L'archétype du joueur norvégien a changé du tout au tout
Les profils des internationaux norvégiens ont complètement changé par rapport aux années 1990 et 2000. Connue pour son style défensif et ses joueurs au gabarit imposant, la sélection s'est adaptée au football moderne avec une défense haute, du pressing et de la créativité dans l'entrejeu. Fini les longs ballons sur les attaquants d'1m90, même si Erling Haaland et Alexander Sørloth ne sont pas loin des deux mètres. "Nous avons cassé des codes et nous sommes devenus de meilleurs joueurs individuellement, a rapporté Erling Haaland en novembre dernier. C'est important de se pincer, pour la petite nation que nous sommes. J'ai le sentiment que c'est le début de quelque chose de grand".
La transition n'a pas été linéaire et sans contretemps. En Norvège, Ståle Solbakken a vécu plusieurs périodes de turbulences. Lorsqu'il a échoué à qualifier la sélection pour l'Euro-2024, un débat s'est installé et le nom d'une autre figure du football norvégien, Ole Gunnar Solskjaer, a été évoqué pour le remplacer. "Si la question se pose, lorsque Ståle (Solbakken) décidera de ne pas continuer, je serais heureux d'entamer une conversation", s'était même avancé l'ancien attaquant de Manchester United lors de l'Oslo Business Forum. S'il a finalement gardé son rôle, Ståle Solbakken a fait savoir qu'il se projetterait sur "autre chose" après le Mondial-2026.

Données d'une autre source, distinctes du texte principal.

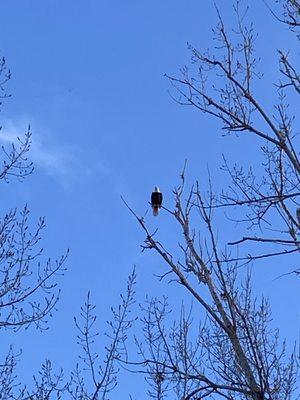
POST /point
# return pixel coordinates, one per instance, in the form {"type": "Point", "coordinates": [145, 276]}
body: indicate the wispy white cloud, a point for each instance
{"type": "Point", "coordinates": [51, 157]}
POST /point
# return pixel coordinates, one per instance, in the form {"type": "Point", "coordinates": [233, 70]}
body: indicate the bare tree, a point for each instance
{"type": "Point", "coordinates": [236, 353]}
{"type": "Point", "coordinates": [28, 285]}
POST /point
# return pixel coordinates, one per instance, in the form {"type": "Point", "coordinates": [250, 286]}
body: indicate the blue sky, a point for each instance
{"type": "Point", "coordinates": [88, 77]}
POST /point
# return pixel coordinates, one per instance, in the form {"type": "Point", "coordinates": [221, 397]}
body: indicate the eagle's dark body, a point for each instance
{"type": "Point", "coordinates": [156, 200]}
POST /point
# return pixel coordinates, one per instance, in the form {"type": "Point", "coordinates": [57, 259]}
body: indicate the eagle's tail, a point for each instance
{"type": "Point", "coordinates": [155, 211]}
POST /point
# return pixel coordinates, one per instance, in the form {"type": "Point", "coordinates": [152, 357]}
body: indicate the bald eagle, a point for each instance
{"type": "Point", "coordinates": [156, 200]}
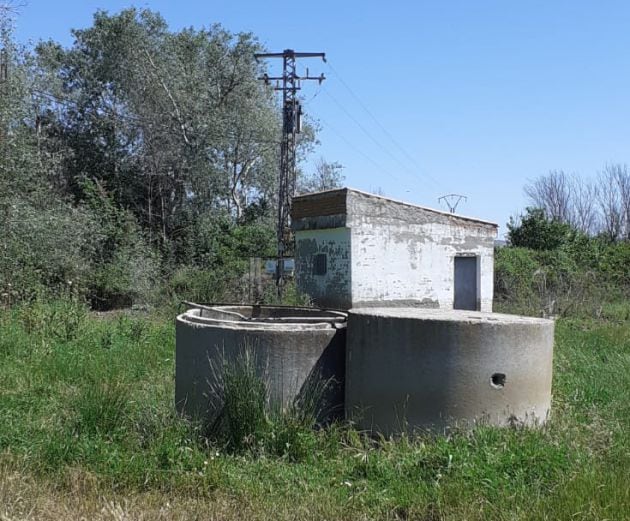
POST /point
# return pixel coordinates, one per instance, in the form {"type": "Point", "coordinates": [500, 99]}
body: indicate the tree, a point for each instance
{"type": "Point", "coordinates": [172, 124]}
{"type": "Point", "coordinates": [327, 176]}
{"type": "Point", "coordinates": [552, 193]}
{"type": "Point", "coordinates": [613, 198]}
{"type": "Point", "coordinates": [537, 232]}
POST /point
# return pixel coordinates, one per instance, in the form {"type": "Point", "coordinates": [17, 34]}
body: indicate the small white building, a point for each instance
{"type": "Point", "coordinates": [354, 249]}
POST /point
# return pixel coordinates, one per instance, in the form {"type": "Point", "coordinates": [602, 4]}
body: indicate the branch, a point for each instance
{"type": "Point", "coordinates": [178, 114]}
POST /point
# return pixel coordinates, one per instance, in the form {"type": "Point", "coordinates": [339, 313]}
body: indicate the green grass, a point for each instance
{"type": "Point", "coordinates": [87, 421]}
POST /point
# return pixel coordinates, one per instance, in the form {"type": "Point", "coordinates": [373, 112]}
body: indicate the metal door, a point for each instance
{"type": "Point", "coordinates": [465, 283]}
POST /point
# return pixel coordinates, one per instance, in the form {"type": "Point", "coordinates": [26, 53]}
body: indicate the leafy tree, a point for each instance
{"type": "Point", "coordinates": [536, 231]}
{"type": "Point", "coordinates": [327, 176]}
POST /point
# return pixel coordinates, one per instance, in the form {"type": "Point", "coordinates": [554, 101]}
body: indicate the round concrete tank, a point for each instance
{"type": "Point", "coordinates": [294, 350]}
{"type": "Point", "coordinates": [416, 368]}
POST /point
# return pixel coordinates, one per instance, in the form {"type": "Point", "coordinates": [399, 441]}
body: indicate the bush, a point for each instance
{"type": "Point", "coordinates": [579, 278]}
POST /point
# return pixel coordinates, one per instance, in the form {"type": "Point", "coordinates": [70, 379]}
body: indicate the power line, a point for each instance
{"type": "Point", "coordinates": [368, 133]}
{"type": "Point", "coordinates": [361, 152]}
{"type": "Point", "coordinates": [288, 84]}
{"type": "Point", "coordinates": [382, 127]}
{"type": "Point", "coordinates": [71, 103]}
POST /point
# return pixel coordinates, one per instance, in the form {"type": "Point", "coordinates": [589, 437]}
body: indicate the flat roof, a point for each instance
{"type": "Point", "coordinates": [340, 191]}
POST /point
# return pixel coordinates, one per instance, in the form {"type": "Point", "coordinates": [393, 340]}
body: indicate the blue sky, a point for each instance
{"type": "Point", "coordinates": [478, 96]}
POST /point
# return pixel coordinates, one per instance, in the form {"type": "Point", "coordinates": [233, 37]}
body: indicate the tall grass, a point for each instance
{"type": "Point", "coordinates": [87, 428]}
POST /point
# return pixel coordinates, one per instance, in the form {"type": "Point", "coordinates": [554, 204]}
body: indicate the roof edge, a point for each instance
{"type": "Point", "coordinates": [398, 201]}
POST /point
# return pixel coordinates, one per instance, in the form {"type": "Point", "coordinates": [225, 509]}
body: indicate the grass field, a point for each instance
{"type": "Point", "coordinates": [87, 431]}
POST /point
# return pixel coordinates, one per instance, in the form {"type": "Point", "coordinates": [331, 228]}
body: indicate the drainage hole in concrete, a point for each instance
{"type": "Point", "coordinates": [497, 380]}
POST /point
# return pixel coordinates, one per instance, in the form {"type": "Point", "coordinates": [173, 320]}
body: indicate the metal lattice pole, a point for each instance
{"type": "Point", "coordinates": [289, 84]}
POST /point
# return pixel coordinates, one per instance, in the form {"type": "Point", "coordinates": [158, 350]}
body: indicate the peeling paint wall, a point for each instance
{"type": "Point", "coordinates": [414, 264]}
{"type": "Point", "coordinates": [404, 255]}
{"type": "Point", "coordinates": [387, 253]}
{"type": "Point", "coordinates": [331, 289]}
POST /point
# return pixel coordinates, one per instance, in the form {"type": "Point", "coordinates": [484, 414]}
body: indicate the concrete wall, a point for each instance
{"type": "Point", "coordinates": [405, 256]}
{"type": "Point", "coordinates": [292, 358]}
{"type": "Point", "coordinates": [408, 368]}
{"type": "Point", "coordinates": [334, 288]}
{"type": "Point", "coordinates": [387, 253]}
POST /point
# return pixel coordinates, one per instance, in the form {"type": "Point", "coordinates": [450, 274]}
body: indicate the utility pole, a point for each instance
{"type": "Point", "coordinates": [4, 65]}
{"type": "Point", "coordinates": [452, 201]}
{"type": "Point", "coordinates": [289, 84]}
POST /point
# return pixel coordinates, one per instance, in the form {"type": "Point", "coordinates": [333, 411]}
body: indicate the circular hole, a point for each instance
{"type": "Point", "coordinates": [497, 380]}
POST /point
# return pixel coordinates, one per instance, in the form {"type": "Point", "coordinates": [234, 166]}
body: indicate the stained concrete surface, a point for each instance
{"type": "Point", "coordinates": [293, 349]}
{"type": "Point", "coordinates": [409, 368]}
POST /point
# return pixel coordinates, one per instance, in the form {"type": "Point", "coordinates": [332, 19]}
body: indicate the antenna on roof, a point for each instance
{"type": "Point", "coordinates": [452, 201]}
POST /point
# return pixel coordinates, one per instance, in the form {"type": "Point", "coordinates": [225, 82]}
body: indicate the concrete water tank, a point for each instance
{"type": "Point", "coordinates": [413, 368]}
{"type": "Point", "coordinates": [294, 349]}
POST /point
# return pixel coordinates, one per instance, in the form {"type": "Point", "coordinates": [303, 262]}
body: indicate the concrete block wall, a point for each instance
{"type": "Point", "coordinates": [382, 252]}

L'ex-international aux 58 sélections n'est pas le seul architecte de la croissance du football norvégien. La Fédération norvégienne a opéré une révolution structurelle au milieu des années 2010. Elle a multiplié les terrains synthétiques à travers un pays particulièrement vulnérable aux aléas climatiques. "Quand j'étais jeune, le football était mis sur pause pratiquement cinq mois par an à cause de la météo", insiste Tore André Flo au média belge L'Avenir. Beaucoup d'argent a été investi pour développer la pratique du football chez les jeunes à travers le "Landslagsskolen", le grand système norvégien de détection et de développement des jeunes talents.